TV Crews Stuck in Snowball Fight and Heavy Traffic — Captured on Film

TV Crews Stuck in Snowball Fight and Heavy Traffic — Captured on Film

The latest snowstorm to hit parts of the country is not just canceling school and altering commutes. It is also forcing reporters to think quickly when out in the field.

The latest example of this comes courtesy of CNN. Tuesday night on "AC 360," Jason Carroll covered a tradition of sorts at Columbia University in New York City: snowball fights on Low Plaza. To the amusement of the students, the audience and Anderson Cooper himself, Carroll decided to report live from the middle of the fray. It played out exactly as you might imagine, with the CNN correspondent on the receiving end of a snow pummeling.

Carroll wasn't injured and seemed to be a good sport. Cooper definitely got a good laugh but managed to avoid another episode of the giggles.

Farther downtown, a FOX 5 journalist avoided the snowballs but could not evade the traffic. Reporter Joel Waldman noted that it took him five hours to travel from midtown Manhattan to Clifton, N.J. The drive is about 17 miles and usually takes a half-hour. Stuck in traffic, Waldman used his phone and filmed the journey in small clips to document each segment. He ended up with a TV report that looked as if it were shot on Instagram video.

"How long have you been sitting in that van?" Waldman asks a driver he encountered in midtown. The driver says a half-hour, adding that he thinks it'll take him another hour to get to New Jersey. Waldman then says to his camera, "If that guy thinks it's only taking him an hour to get to Jersey, he should be playing the lottery today."

Waldman filmed the clips vertically, so FOX 5 featured his clips in a graphic resembling a phone screen. The reporter eventually made it to Clifton, where he introduced the video live on the news.
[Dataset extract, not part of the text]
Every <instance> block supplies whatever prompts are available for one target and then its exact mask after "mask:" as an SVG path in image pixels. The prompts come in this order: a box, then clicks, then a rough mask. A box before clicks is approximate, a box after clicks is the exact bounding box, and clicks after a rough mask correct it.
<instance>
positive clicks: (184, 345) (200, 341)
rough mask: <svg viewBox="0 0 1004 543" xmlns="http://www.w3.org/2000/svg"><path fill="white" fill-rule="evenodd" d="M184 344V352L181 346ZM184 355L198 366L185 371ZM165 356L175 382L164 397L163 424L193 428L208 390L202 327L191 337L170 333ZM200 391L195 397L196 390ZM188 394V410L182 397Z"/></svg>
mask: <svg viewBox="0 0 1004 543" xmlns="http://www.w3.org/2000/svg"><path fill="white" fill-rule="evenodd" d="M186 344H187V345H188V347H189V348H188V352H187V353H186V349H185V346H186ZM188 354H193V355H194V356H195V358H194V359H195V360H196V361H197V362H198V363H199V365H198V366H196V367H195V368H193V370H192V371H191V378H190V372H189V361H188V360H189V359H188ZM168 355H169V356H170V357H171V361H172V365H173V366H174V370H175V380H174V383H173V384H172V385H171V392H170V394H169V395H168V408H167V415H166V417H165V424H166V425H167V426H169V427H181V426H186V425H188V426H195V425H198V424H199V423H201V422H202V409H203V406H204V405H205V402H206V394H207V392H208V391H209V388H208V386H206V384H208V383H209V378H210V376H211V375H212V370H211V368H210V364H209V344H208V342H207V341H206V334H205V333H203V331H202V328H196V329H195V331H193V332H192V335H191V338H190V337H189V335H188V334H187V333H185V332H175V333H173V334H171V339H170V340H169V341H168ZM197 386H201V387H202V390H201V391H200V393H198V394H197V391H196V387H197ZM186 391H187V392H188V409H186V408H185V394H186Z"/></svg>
Reporters weren't the only ones damaged by the storm, however. The iconic glass facade of the Fifth Avenue Apple Store in Manhattan is a little less symmetrical today, after a snowblower cracked the glass of one of its 32-foot-high glass panels last night. According to 9to5Mac, each one could cost as much as $445,000, but something tells us Apple has the cash on hand.